I loved the simplicity of it.  I love her poems that combine erasure and collage, but my collaging skills often leave me frustrated:  finding the right image, cutting it correctly, gluing so that the image stays stuck to the page, but the page stays flat. 

Yesterday, after spending too much time staring at screens at work, I remembered this erasure poem, and reached for my bookshelves at work.  I decided to work with Bill McKibben's The Age of Missing Information.  I flipped to a random page, and I printed it on the copy machine and then enlarged it. I made a few extra copies, since I may keep playing with a text if the first approach goes well. 

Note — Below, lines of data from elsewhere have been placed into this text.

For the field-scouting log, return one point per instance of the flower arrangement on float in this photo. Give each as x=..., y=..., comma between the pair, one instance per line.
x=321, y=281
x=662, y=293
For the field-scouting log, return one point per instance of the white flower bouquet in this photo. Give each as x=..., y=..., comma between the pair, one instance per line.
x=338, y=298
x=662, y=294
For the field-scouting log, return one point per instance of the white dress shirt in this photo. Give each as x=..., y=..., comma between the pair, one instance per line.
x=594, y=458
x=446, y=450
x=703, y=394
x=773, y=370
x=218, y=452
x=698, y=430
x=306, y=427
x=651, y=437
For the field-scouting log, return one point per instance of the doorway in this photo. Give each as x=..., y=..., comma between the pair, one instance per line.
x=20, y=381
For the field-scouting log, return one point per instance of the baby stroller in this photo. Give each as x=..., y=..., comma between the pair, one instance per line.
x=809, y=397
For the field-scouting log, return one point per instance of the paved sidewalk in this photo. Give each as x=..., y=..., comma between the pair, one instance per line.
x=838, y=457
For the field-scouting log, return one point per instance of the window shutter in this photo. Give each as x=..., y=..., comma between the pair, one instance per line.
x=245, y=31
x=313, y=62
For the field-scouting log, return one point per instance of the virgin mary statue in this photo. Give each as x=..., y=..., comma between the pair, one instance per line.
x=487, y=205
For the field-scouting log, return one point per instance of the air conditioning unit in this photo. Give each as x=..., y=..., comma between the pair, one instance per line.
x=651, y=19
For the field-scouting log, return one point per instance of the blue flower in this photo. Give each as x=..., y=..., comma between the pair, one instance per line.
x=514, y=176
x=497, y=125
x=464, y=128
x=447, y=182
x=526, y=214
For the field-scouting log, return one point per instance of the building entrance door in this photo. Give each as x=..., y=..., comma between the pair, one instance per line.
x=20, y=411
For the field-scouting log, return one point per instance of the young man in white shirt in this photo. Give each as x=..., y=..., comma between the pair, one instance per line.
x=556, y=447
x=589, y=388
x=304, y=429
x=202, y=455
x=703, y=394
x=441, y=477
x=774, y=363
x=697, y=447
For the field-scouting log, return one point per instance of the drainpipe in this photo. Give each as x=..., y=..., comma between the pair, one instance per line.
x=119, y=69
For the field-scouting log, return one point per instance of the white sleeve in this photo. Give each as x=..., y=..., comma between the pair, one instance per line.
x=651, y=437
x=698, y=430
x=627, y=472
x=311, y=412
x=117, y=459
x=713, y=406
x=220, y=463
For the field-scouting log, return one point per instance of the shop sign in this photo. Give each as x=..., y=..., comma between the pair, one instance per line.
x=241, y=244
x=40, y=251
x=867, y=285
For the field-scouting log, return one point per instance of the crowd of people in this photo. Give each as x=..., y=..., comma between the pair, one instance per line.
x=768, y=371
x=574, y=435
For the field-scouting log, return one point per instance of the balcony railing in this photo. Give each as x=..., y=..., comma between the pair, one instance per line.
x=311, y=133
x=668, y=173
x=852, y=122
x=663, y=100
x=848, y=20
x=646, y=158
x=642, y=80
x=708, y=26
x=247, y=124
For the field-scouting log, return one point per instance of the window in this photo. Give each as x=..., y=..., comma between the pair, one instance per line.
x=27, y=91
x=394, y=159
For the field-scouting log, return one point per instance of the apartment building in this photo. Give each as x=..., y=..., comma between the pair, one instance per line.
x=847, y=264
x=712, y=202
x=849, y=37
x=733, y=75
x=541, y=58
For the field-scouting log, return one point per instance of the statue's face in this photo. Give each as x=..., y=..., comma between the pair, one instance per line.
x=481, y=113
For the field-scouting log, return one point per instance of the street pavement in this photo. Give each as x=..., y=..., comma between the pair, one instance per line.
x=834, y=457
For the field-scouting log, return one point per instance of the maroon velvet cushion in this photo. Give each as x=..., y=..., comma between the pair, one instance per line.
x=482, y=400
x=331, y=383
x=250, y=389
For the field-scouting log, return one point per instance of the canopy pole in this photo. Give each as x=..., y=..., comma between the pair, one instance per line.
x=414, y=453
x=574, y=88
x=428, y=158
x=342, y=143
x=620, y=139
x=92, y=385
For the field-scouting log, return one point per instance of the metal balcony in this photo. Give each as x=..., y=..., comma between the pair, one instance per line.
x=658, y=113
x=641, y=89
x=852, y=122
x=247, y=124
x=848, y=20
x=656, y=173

So far, when I do an erasure poem, I look for the words first and then figure out what to do next.  Here are the words I saved.  Let me write them here and see if they work as a poem:

piece of land

groundwater's shadow

growing

logic to the layout

tiny pond

tell their inhabitants

As I looked at the words, I decided to use blue and green markers to strike through the rest of the text.  Here's how it looked at the end of the session:


I may decide to do more with it, or I may decide to do a different draft with a clean copy or I may decide to move along to something else.

After my session of drawing horizontal lines in blue and green, I felt refreshed--hurrah for creativity.  I did this at the end of the day, when my poetry brain wouldn't have been able to create something if I just stared at a blank page.  It was good to have something creative to do, even when I couldn't create something brand new out of nothing.